Et il n’y a pas qu’en Bulgarie, que de nombreux efforts doivent être faits : le” taux d’enfants menacés de pauvreté”:D’après les derniers chiffres disponibles:http://ec.europa.eu/eurostat/statistics-explained/index.php/Children_at_risk_of_poverty_or_social_exclusion, augmente depuis 2008, dans 21 pays européens. En Europe un enfant sur quatre est menacé de pauvreté et d’exclusion sociale. Ce sont 26 millions d’enfants.

Dani Koleva, du du Réseau national de l’enfance en Bulgarie, va plus loin : “L’Europe perd d’une certaine manière, des citoyens qui pourraient contribuer à son économie, estime-t-elle. Le problème avec la pauvreté, c’est qu’elle se transmet vraiment d’une génération à l’autre et on voit que les choses empirent en Europe : ce combat doit être mené par le biais d’actions concrètes, de projets, de programmes et de financements,” insiste-t-elle.

Au niveau européen, près de 25 milliards d’euros sont prévus dans le cadre d’Europe 2020 pour soutenir les actions envers les plus démunis.

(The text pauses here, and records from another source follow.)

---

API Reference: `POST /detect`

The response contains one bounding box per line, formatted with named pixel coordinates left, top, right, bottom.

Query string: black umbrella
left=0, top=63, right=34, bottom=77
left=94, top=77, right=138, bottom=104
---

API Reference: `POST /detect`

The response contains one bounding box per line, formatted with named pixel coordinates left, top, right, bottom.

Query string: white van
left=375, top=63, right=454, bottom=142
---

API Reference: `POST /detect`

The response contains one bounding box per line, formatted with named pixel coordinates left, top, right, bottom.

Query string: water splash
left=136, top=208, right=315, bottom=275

Achevons notre entretien avec Jana Hainsworth, Secrétaire générale d’Eurochild :

Maithreyi Seetharaman :
“En Europe, les enfants sont en proportion, davantage touchés par la pauvreté que les adultes. Qu’est-ce que cela révèle sur nos sociétés ?”

Jana Hainsworth :
“La grande majorité ont des parents qui ne travaillent pas ni l’un, ni l’autre, mais ils sont aussi extraordinairement nombreux à avoir un parent qui travaille ! Au Royaume-Uni par exemple, les frais de garde d’enfants peuvent représenter jusqu‘à un tiers du budget familial. Quand il ne vous reste plus que les deux tiers pour payer le logement et tout le reste, c’est incroyablement difficile de s’en sortir !”

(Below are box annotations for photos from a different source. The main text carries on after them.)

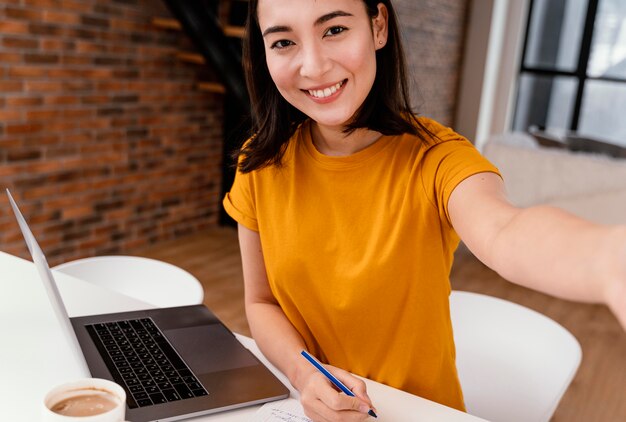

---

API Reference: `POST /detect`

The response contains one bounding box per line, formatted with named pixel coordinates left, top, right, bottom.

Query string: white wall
left=455, top=0, right=529, bottom=149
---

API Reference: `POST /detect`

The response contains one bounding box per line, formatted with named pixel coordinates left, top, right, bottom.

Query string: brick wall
left=394, top=0, right=470, bottom=125
left=0, top=0, right=223, bottom=265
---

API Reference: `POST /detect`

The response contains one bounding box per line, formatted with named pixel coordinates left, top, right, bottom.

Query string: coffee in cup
left=43, top=378, right=126, bottom=422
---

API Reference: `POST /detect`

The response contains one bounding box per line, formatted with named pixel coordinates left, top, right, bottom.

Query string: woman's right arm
left=238, top=224, right=372, bottom=421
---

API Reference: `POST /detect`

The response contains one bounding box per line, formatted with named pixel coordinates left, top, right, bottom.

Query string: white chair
left=52, top=255, right=204, bottom=308
left=450, top=291, right=582, bottom=422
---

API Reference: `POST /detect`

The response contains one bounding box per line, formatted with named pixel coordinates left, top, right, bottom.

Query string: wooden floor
left=133, top=228, right=626, bottom=422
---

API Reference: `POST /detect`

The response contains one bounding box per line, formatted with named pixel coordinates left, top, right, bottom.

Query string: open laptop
left=7, top=189, right=289, bottom=422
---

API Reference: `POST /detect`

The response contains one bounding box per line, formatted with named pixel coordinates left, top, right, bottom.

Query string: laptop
left=7, top=189, right=289, bottom=422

Jana Hainsworth : “Une stratégie centrée sur les enfants, mais globale”

Maithreyi Seetharaman :
“Si on ne change pas les choses, on met une ou plusieurs générations à l‘écart ?”

Jana Hainsworth :
“Ce dont il est question ici, c’est de l’investissement nécessaire : le résultat d’investissements préliminaires se voit vingt ans plus tard. On sait bien que les responsables politiques sont élus pour cinq ans. Or il faut envisager les choses sur le long terme. Si on n’investit pas maintenant, les conséquences seront supportées non seulement par cette génération, mais aussi par les suivantes.”

Maithreyi Seetharaman :
“Comment agir ?”

Jana Hainsworth :
“On pourrait avoir une stratégie centrée sur les enfants où on se préoccuperait des personnes âgées parce que les enfants et les familles sont souvent dépendants des personnes âgées. Celles-ci leur apportent de l’attention, du soutien, mais aussi des ressources. Il faut envisager la société et l’entourage dans son ensemble. Cela passe par des politiques nationales, mais aussi beaucoup par ce qui se passe à la base.”

Maithreyi Seetharaman :
“Si on se place à court, moyen et long terme, quels objectifs faudrait-il atteindre ?”

Jana Hainsworth :
“Quand 26 millions d’enfants en Europe vivent dans la pauvreté, il y a quelque chose qui ne va pas ! Donc donnons la priorité à un objectif chiffré de réduction de la pauvreté et envisageons les choses de manière globale dans tous les domaines, pas seulement en termes de soutien financier, mais aussi en matière d’accès aux soins, au logement, à l‘éducation, aux loisirs et au sport dans les lieux où les enfants peuvent grandir et s‘épanouir.”